El zahorí

En aquella época, en aquel país, asumir la gestión el agua, el bien más preciado, suponía tanta relevancia que conllevaba la jefatura de la comunidad. Tal elección era implícita y compartida. No se efectuaba ninguna votación. El pueblo se reunía para parlamentar una vez que, tácitamente, ya se había conseguido un consenso acerca del hombre o la mujer en quien era mejor depositar esa confianza.

Al zahorí no se le escapaba que, cuando sus vecinos le pidieron que desempeñara tan importante función, no sólo le escogían por sus aptitudes y su valía. También le estaban tendiendo un salvavidas. Porque, cuando aquello sucedió, él, además de haber perdido a su esposa, se veía en la tesitura de tener que criar a un recién nacido sin ayuda alguna. Así, su aldea, aparte de colaborar con él en dicha crianza, le ofrecía una razón para seguir adelante: la responsabilidad de cuidarles.

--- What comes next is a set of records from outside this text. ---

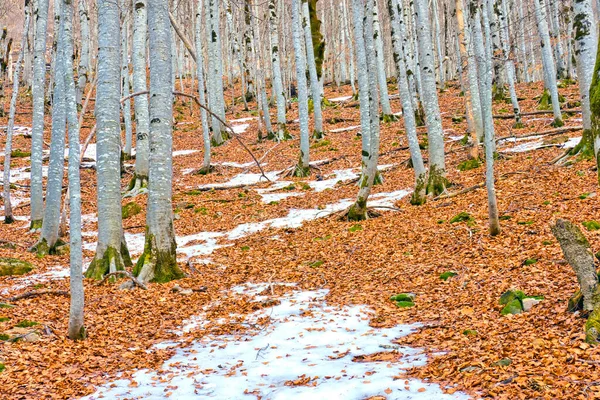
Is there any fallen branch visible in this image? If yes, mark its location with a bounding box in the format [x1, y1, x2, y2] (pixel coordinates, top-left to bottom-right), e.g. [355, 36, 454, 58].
[494, 108, 581, 119]
[6, 289, 70, 302]
[96, 271, 148, 290]
[496, 125, 583, 143]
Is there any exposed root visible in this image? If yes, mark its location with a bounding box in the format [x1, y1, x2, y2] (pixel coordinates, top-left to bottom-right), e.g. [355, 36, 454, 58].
[96, 271, 148, 290]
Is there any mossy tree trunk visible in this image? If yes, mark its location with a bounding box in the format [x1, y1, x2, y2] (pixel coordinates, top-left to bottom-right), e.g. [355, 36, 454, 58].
[551, 219, 600, 344]
[84, 0, 130, 279]
[134, 0, 183, 282]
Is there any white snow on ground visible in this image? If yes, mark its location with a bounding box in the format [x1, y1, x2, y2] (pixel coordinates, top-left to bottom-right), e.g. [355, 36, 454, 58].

Como zahorí, acostumbraba a efectuar diversas expediciones por toda la región, incluso más allá, gestionando recursos y pactando alianzas con las que su gente pudiera subsistir en la dureza del desierto. Conocía ampliamente la climatología. Sin embargo, la jornada que no regresó a su hogar, dejando a su hijo adolescente totalmente huérfano, erró en sus predicciones. Se halló de improviso en medio de la nada, rodeado sólo de arena, y atrapado en una ventisca tormentosa.

Únicamente la triple estrella, la cual acaso intentara ampararle, le alumbraba en mitad del caos apabullante. Él buscó en vano un sitio donde guarecerse. Montó su tienda con escasa estabilidad. Cuando trataba de cobijarse en ella, entonces, atisbó la silueta del ser desalmado que le asesinaría. Apareció de repente. Tomó la forma de una cuadrúpeda criatura endemoniada. Se acercaba lentamente a él, sonriendo con malicia, enseñando su dentadura. Era la sombra.

“Ven aquí, te conozco, monstruo de la oscuridad”, habló el zahorí. “Sé quién eres. Ya he sufrido tus dentelladas. Ansías engullir mi enfermo corazón. Así te alimentas. Pero no te lo pondré fácil. No te tengo miedo”.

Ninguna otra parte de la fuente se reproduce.